Producing Geothermal Energy
A less well-known application of hydraulic fracturing is in enhanced geothermal systems, or EGS. Deep underground, rock is naturally hot, but it doesn’t always have enough water flowing through it to carry that heat to the surface for power generation. Fracturing creates artificial fluid pathways through hot rock so that water can be circulated down, heated, and brought back up to drive turbines.
The U.S. Department of Energy’s ARPA-E program has funded development of advanced fracturing methods specifically for geothermal use. One project aims to use electricity and water together to create a more extensive network of fractures, increasing the surface area where circulating water contacts hot rock. The developers estimate this approach could improve geothermal power plant efficiency by up to 500% compared to conventional methods. If scalable, EGS could turn hydraulic fracturing into a tool for renewable energy production in regions that lack natural hot springs or geysers.
Cleaning Up Contaminated Sites
A modified version of hydraulic fracturing is used in environmental remediation. At sites where soil or groundwater is contaminated, the underground material is sometimes too dense for cleanup technologies to work effectively. Fracturing the subsurface increases permeability so that techniques like soil vapor extraction, which pulls volatile pollutants out of the ground as gas, can reach contaminated zones that would otherwise be inaccessible. This application is far smaller in scale than energy production but represents a practical use of the same underlying physics.
Environmental Tradeoffs
The scale of hydraulic fracturing raises environmental concerns that are worth understanding alongside its uses. Water consumption is significant, with millions of gallons needed per well in regions that sometimes face drought. After fracturing, a portion of the injected fluid returns to the surface as wastewater, which contains both the original chemical additives and naturally occurring substances picked up from the rock, including salts, heavy metals, and sometimes low levels of radioactive material.

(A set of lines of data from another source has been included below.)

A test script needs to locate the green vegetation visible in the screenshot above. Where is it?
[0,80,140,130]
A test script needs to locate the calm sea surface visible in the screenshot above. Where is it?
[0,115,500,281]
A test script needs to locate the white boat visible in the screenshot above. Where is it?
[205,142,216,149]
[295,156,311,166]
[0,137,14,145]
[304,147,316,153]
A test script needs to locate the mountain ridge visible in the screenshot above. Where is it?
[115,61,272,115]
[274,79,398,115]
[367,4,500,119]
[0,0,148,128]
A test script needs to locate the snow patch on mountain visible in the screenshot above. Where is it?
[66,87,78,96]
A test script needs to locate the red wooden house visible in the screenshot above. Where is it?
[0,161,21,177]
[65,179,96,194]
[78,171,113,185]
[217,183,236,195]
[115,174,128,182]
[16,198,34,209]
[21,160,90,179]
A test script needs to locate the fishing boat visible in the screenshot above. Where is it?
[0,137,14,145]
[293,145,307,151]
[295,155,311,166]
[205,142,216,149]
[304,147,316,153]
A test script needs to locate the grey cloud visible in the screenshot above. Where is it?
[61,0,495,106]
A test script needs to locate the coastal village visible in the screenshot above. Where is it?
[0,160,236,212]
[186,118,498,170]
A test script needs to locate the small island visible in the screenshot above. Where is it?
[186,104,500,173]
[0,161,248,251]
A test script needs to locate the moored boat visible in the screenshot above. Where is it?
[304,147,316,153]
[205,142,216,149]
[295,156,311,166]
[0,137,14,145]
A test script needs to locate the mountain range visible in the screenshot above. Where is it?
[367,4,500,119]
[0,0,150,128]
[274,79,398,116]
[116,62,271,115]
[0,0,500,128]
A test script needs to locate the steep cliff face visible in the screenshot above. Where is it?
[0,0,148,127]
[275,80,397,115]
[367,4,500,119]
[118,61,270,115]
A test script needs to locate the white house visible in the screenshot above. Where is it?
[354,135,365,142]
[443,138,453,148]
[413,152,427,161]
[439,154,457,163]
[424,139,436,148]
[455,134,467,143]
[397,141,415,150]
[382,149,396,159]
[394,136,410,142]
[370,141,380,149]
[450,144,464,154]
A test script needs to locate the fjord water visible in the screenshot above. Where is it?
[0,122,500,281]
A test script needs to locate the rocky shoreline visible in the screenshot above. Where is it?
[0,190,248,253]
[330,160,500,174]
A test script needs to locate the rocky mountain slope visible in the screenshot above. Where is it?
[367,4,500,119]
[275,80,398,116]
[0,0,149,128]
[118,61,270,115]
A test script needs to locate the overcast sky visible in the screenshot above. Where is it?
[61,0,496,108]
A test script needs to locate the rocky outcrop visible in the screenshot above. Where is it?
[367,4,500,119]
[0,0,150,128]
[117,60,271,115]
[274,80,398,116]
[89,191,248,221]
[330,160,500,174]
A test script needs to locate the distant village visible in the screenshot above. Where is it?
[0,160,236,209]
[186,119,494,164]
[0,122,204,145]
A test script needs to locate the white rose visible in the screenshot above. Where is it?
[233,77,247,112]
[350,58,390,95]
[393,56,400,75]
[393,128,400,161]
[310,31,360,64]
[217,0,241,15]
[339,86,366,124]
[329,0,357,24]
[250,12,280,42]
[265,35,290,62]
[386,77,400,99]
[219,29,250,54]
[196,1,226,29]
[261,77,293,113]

Disposing of this wastewater creates its own issue. Most of it gets injected into deep disposal wells, and this disposal process, not the fracturing itself, is the primary driver of induced earthquakes in areas like Oklahoma and parts of Texas. According to the U.S. Geological Survey, reports of hydraulic fracturing directly causing felt earthquakes are extremely rare. But wastewater injection wells operate for much longer periods and handle far larger volumes of fluid, raising underground pressure over wide areas and sometimes triggering seismic events that people can feel at the surface.
Surface-level concerns include the potential for spills during fluid transport, the release of methane from well sites, and the industrial footprint of well pads, roads, and pipelines in areas that were previously rural or undeveloped. These tradeoffs vary significantly by region, geology, and how carefully individual operations are managed.